The Middleton Community Orchestra finished its 2011-2012 season with a Wednesday night concert before a quite respectable audience in the ample auditorium of the town's performing arts center.
The program, as usual, was ambitious. To be sure, the opener was something of a throwaway. The 19th-century Viennese operetta composer Franz von Suppé wrote many delightful overtures that linger in the repertoire, but the overture to Jolly Robbers is not really among the prime examples. And the orchestra had some trouble tightening its ensemble in the slow beginnings, though it rallied for the fast finish.
But the serious business of the program was embodied in two very substantial works.
One was Mozart's Piano Concerto No. 23 in A major. This is a remarkably melodious score, even for Mozart, with particularly rich writing for the winds. The soloist for this was splendidly suitable for it. Thomas Kasdorf, a UW Music School product, has had, in his varied experience so far, extensive involvement in playing chamber music, and that showed.
Quite avoiding the temptations to virtuosic display and showy overstatement, he treated his assignment with a gentle delicacy, even fragility, that brought intimacy to the wing movements, and a particular poetry to the dreamy slow movement. There Kasdorf's exchanges with the woodwinds (playing beautifully) reminded me of much of Mozart's Quintet for Piano and Winds. Mozart composed the concertos of this vintage as display vehicles for himself in his Vienna concerts, and one could hear in this one, perhaps more than in any of the others, how very personal a piece it must have been for him.

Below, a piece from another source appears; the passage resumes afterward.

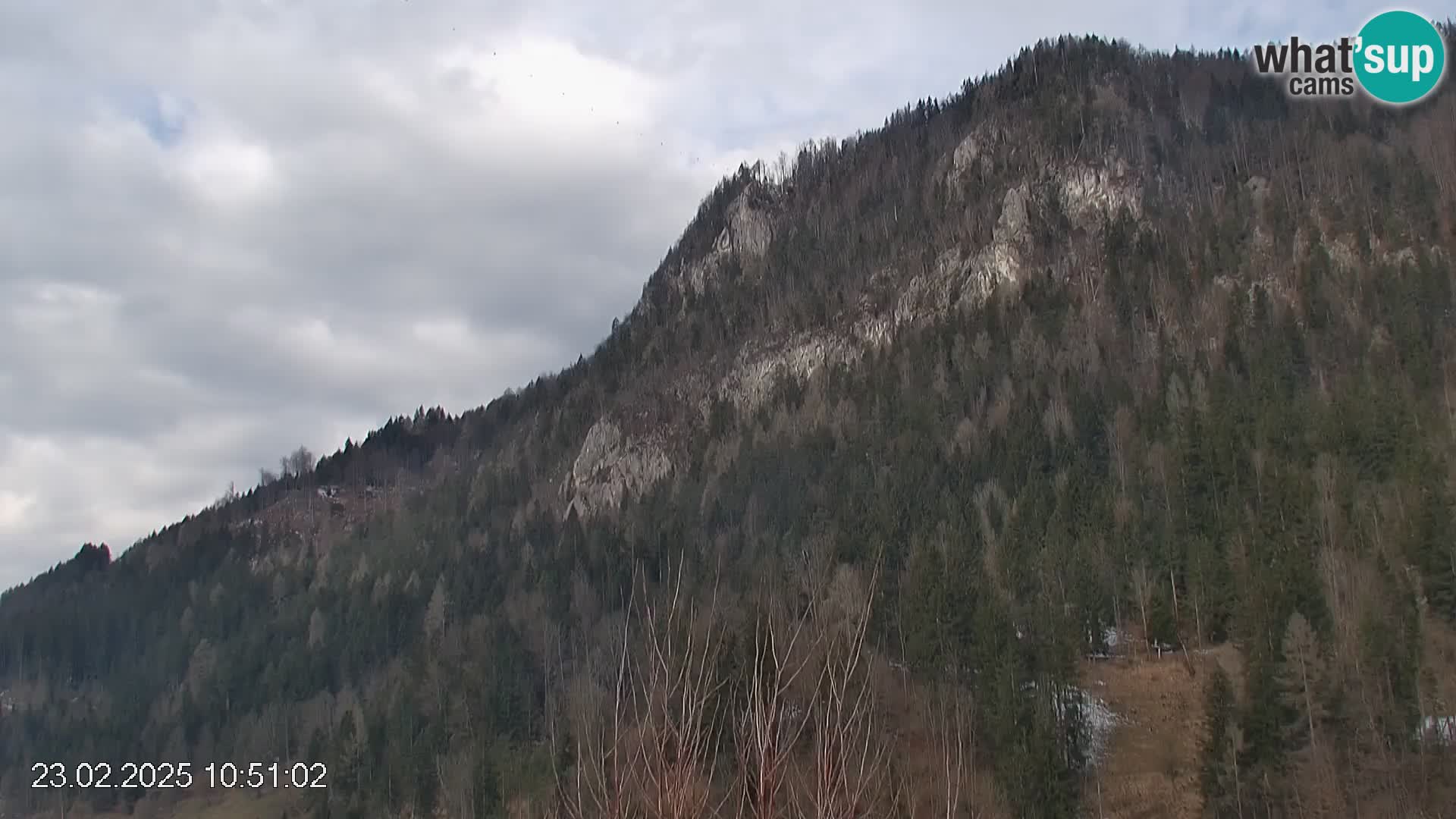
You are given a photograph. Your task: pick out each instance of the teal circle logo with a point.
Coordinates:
(1400, 57)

Moving on without an intermission, we were treated to no less a masterpiece than the Fourth Symphony of Brahms. This is a large-scaled, burly work that one usually hears played by a large orchestra. And, indeed, it is in the Madison Symphony Orchestra's repertoire for next season. But Brahms himself was less worried about volume and numbers than about quality of playing. He particularly delighted in working with Hans von Bülow's Meiningen Court Orchestra, which premiered this score with only 50 players.
The MCO extended beyond that number only by about a dozen. They confronted a score that demands both expert playing and precise ensemble. One could certainly notice blemishes and rough spots: the brass, and particularly the horns, seemed not always tidy, for instance, but the woodwinds managed their tricky functions, and the strings brought off very well the wicked filigrees imposed on them. The opposed seating of the first and second violin sections gave proper definition to the many moments of subtle antiphony that Brahms devised for them.

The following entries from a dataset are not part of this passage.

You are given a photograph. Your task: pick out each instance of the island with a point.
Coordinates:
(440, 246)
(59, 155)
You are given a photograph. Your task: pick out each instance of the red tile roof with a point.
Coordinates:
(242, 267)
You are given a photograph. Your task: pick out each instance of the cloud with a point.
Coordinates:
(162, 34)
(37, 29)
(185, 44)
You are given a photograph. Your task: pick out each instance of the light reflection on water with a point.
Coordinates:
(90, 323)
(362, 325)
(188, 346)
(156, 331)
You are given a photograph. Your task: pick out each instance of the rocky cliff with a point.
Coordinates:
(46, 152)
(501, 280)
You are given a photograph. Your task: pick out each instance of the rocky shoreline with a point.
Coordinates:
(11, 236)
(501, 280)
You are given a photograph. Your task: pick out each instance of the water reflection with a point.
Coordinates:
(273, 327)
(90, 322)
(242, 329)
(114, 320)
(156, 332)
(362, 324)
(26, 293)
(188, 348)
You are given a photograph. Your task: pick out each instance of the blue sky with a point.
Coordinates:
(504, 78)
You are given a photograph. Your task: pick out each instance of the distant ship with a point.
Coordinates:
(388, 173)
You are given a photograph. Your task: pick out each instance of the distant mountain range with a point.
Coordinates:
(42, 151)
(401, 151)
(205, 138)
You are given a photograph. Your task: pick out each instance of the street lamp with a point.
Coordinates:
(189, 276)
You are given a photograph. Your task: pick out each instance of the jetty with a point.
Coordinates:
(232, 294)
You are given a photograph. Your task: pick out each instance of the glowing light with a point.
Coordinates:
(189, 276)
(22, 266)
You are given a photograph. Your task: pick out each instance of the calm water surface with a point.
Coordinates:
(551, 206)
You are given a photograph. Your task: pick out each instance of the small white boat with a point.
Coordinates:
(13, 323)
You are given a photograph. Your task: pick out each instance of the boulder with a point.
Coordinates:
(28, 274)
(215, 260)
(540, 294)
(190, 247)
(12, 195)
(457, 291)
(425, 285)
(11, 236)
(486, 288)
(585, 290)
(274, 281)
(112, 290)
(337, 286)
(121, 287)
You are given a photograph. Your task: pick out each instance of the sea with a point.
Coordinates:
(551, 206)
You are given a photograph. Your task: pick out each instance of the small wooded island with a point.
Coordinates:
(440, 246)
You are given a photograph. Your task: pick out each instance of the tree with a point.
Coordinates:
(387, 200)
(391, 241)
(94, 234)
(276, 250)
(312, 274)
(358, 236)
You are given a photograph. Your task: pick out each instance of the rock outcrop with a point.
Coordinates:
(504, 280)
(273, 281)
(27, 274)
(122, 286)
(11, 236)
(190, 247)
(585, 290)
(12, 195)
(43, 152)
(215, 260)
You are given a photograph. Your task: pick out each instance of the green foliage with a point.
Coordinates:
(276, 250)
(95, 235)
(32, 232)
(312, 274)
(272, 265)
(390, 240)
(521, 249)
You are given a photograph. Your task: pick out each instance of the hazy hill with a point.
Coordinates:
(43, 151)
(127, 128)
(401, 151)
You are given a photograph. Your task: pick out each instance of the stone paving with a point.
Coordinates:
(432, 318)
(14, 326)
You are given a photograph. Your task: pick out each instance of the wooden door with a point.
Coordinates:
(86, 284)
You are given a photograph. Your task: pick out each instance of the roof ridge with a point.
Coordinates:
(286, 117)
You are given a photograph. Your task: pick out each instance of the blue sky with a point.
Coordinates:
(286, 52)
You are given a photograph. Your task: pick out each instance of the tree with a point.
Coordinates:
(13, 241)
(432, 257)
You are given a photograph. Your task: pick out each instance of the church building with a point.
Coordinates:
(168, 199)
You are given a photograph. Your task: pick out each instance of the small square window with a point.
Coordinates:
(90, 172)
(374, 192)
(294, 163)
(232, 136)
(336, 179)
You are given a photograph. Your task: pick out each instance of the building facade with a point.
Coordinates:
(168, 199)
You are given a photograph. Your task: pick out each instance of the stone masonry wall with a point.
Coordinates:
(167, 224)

The point is that these players poured into their performance a fullness of commitment and a recognizable joy in being able to have a go at this symphony. In the final judgement, they made it sound the magnificent work that it is.
Conductor Steve Kurr has fashioned his orchestra as an impressive gathering of both amateur and professional musicians who want to make music together at a high level of quality. They grow from strength to strength under his leadership. And they represent not only a credit to their namesake community, but one more blessed resource for musical life in the Madison area.